|Directed by:||Rob Marshall|
|Written by:||Robin Swicord, Doug Wright|
|Starring:||Ziyi Zhang, Ken Watanabe, Li Gong, Michelle Yeoh, Suzuka Ohgo, Yuki Kudoh|
|Released:||January 19, 2006|
I had heard the word may times before but it wasn’t until I saw this film that I learned what being a geisha is all about. They commence their training at a very young age and reside in special “geisha houses”. Many come from a poor background and are adopted by more senior geisha who pay for all their expenses until they are fully trained. Geisha are trained to be both well educated and artistic. Most can sing, dance and play musical instruments. It can be gruelling upbringing but once ready, they are the envy of all men. They services are highly valued and are hired by men as escorts (without the sex) or to host gatherings.

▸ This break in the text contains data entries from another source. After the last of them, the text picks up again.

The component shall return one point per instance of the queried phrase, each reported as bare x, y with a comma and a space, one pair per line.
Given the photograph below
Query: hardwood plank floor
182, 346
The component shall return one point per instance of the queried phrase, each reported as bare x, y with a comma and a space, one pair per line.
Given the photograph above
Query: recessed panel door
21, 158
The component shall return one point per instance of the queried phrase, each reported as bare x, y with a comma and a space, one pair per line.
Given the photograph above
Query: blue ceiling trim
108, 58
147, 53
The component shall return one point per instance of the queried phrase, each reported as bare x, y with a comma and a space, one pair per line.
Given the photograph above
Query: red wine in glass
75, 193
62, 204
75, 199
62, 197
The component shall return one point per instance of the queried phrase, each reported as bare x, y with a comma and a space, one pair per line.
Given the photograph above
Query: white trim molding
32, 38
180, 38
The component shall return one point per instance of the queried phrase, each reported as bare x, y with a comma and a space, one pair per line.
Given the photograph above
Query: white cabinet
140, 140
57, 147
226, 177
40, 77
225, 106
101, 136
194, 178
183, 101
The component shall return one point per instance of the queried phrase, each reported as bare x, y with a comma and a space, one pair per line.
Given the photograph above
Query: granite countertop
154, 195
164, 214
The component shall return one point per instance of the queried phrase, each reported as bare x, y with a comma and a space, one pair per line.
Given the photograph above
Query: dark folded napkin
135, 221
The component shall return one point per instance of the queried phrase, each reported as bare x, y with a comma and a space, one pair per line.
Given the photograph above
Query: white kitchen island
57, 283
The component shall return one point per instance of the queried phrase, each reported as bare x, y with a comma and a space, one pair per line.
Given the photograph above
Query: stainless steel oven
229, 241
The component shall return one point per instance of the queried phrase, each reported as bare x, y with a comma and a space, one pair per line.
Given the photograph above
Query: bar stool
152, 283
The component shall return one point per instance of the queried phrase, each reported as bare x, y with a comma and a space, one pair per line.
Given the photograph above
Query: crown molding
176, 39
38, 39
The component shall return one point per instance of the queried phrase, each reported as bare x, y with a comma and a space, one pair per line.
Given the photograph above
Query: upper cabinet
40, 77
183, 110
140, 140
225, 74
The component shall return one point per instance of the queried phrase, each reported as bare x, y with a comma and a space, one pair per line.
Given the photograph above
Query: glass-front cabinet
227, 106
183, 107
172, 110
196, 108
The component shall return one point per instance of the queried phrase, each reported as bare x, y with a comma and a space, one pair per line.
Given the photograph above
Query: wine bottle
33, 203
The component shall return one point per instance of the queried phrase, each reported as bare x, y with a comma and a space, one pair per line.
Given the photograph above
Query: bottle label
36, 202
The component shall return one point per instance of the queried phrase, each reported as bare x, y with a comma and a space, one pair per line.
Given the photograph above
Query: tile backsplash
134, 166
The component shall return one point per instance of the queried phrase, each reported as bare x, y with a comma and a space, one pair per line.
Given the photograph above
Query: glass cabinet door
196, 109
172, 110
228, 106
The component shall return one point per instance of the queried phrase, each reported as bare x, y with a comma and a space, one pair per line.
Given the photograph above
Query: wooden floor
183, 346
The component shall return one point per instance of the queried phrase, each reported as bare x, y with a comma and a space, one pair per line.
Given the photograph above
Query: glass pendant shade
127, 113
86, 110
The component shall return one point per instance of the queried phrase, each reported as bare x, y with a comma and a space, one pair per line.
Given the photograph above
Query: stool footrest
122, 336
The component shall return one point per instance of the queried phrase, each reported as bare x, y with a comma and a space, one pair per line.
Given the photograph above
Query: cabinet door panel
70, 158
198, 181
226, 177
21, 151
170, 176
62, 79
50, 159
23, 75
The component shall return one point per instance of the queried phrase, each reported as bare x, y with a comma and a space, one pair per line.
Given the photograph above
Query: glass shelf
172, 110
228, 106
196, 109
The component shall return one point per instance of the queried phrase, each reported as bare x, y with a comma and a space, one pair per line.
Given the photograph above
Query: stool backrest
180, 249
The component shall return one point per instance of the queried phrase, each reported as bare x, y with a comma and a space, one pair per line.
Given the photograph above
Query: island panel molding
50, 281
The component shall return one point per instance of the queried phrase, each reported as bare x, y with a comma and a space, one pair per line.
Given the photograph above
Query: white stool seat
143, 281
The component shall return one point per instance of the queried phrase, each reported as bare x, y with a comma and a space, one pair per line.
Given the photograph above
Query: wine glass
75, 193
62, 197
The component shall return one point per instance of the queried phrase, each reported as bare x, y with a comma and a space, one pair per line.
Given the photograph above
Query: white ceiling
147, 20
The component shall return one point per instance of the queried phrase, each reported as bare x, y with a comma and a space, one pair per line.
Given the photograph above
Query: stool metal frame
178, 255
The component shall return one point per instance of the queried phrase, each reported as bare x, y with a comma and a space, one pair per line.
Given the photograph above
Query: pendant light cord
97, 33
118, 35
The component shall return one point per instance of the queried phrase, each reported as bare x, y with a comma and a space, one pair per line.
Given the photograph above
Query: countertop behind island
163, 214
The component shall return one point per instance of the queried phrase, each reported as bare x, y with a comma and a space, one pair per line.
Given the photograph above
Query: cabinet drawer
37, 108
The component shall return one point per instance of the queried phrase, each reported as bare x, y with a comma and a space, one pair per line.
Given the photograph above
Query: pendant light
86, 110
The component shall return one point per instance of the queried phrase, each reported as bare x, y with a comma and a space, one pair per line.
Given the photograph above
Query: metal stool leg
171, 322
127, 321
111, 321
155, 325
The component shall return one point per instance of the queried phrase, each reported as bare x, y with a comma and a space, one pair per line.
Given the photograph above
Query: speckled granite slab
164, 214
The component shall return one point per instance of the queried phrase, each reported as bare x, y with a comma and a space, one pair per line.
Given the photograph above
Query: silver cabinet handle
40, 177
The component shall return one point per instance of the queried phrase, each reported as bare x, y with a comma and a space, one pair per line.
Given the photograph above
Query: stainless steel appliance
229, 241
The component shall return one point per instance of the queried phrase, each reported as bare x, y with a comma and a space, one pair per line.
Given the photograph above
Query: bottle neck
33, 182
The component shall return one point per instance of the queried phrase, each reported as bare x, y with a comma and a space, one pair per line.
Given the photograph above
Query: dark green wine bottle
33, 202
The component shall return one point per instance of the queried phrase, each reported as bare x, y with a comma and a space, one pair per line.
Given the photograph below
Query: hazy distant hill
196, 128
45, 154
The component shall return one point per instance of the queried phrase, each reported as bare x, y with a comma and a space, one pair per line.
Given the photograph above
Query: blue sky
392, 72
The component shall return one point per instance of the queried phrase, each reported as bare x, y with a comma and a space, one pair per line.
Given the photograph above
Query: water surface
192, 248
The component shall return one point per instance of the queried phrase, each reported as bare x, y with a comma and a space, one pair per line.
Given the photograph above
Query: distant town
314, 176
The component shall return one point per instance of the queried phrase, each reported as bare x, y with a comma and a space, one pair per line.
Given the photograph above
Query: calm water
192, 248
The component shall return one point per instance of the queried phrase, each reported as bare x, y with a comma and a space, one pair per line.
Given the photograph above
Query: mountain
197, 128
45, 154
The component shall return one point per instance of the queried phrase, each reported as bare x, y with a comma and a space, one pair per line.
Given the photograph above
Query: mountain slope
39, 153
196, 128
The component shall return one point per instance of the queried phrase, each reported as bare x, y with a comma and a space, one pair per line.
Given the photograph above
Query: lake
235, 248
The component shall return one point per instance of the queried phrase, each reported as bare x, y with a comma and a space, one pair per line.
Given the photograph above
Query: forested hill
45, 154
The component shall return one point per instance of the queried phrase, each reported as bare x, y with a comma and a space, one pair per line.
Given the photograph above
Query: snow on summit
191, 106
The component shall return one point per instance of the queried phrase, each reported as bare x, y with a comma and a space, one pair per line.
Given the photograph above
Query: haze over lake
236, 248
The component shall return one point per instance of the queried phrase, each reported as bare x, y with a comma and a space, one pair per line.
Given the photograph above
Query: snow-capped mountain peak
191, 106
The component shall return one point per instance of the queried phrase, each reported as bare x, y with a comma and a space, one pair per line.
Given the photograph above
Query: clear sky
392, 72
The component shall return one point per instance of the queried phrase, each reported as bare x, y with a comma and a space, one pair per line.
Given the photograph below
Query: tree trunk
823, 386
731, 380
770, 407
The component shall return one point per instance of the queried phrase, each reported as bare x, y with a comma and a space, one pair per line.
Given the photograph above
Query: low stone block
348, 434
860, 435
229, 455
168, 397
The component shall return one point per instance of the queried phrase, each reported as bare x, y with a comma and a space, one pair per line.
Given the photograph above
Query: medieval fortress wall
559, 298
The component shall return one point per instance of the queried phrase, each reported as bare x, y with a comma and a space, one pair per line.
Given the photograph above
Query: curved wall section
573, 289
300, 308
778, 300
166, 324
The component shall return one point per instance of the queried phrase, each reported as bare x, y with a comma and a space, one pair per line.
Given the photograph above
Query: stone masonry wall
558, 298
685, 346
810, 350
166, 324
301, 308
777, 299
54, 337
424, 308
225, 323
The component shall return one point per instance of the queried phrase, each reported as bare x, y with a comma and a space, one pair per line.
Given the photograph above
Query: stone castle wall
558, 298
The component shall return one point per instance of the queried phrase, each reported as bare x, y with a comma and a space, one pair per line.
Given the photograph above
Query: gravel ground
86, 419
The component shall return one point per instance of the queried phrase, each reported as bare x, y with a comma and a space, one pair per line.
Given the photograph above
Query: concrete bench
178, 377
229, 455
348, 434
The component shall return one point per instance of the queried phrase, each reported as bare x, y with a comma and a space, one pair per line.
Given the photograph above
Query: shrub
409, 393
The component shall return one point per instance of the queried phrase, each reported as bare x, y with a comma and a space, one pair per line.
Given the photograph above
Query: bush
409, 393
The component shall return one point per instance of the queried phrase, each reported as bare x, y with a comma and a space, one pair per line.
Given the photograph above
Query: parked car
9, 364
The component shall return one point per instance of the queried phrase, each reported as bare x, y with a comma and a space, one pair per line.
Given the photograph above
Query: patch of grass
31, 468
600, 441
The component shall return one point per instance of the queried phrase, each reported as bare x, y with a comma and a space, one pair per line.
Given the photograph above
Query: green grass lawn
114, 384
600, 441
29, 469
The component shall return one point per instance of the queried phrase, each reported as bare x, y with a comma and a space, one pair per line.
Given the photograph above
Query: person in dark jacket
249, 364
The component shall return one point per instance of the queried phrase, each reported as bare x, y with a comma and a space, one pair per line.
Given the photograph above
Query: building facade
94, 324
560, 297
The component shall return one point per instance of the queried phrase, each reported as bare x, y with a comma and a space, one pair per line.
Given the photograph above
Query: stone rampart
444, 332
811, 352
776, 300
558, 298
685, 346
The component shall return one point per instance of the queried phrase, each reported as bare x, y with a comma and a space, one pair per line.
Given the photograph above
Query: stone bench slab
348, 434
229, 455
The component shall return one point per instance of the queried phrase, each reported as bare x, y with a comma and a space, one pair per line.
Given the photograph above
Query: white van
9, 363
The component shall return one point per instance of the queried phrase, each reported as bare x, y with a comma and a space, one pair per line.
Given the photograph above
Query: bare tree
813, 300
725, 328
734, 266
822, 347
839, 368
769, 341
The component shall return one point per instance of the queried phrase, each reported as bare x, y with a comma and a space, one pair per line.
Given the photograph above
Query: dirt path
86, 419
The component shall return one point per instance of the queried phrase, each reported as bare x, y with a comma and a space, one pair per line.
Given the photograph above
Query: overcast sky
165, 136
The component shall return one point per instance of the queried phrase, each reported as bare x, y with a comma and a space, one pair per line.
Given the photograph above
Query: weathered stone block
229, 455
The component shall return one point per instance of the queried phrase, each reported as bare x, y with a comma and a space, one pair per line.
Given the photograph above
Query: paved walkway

Chiyo (Ohgo) is a beautiful 9-year-old girl who has been sold by her ailing parents to a geisha house. She will initially work there as a servant but if she shows promise, the head geisha will allow her to commence geisha training. Chiyo is distinctive in that she has gorgeous blue eyes, uncommon in Japan. She has a face that is difficult to forget.
After being tricked into ruining an expensive kimono by a jealous rival (Li), Chiyo’s chances at becoming a geisha appeared ruined. That is until she turns 15 and is approached by an experienced geisha named Mameha (Yeoh) who wants Chiyo to be her new protégé. It is a late age at which to commence training but Mameha thinks she has the talent to become the most famous geisha of all. Chiyo’s new name becomes Sayuri (Zhang) and the journey begins…
Set in Kyoto in the late 1930s, Memoirs Of A Geisha is based on Arthur Golden’s 1997 novel. The world of geisha is usually kept secret but Golden worked with a geisha to obtain much of the detail for his story. Her identity was supposed to remain a secret but after being named in the book, she sued Golden for defamation in that great shame had been brought to her and the profession. The matter was settled out of court.
The film has been directed by Rob Marshall, the Academy Award nominated director of Chicago. Every setting is picturesque and the outdoor scenes are rich and colourful. This immaculate cinematography is the work of Australian Dion Beebe (Chicago, Collateral). Born here in Brisbane, Beebe is one of the finest cinematographers in the business today. His visuals are supported by an emotive film score from the ageless John Williams (who has now been nominated for 42 Academy Awards) and the gorgeous costumes of Colleen Atwood (Chicago, Little Women). I expect it to perform strongly in the technical categories at this year’s Oscars. To fully experience it, you must see this film on a big screen.
Some have been disappointed that the leading roles weren’t offered to Japanese actors. Ziyi Zhang and Li Gong were born in China and Michelle Yeoh was born in Malaysia. Only Ken Watanabe was born in Japan. I have no problem with the casting and understand the decision to cast these particular actors. They will boost the film’s profile but more importantly, they are very good in their roles. Zhang (Crouching Tiger, Hidden Dragon) is stunning as Sayuri. All speak in English but when they speak quickly, their Asian accents are sometimes difficult to understand.
Memoirs Of A Geisha an interesting tale of love and learning. I’m not in the habit of reading the book after seeing the movie but I may have to make an exception in this case.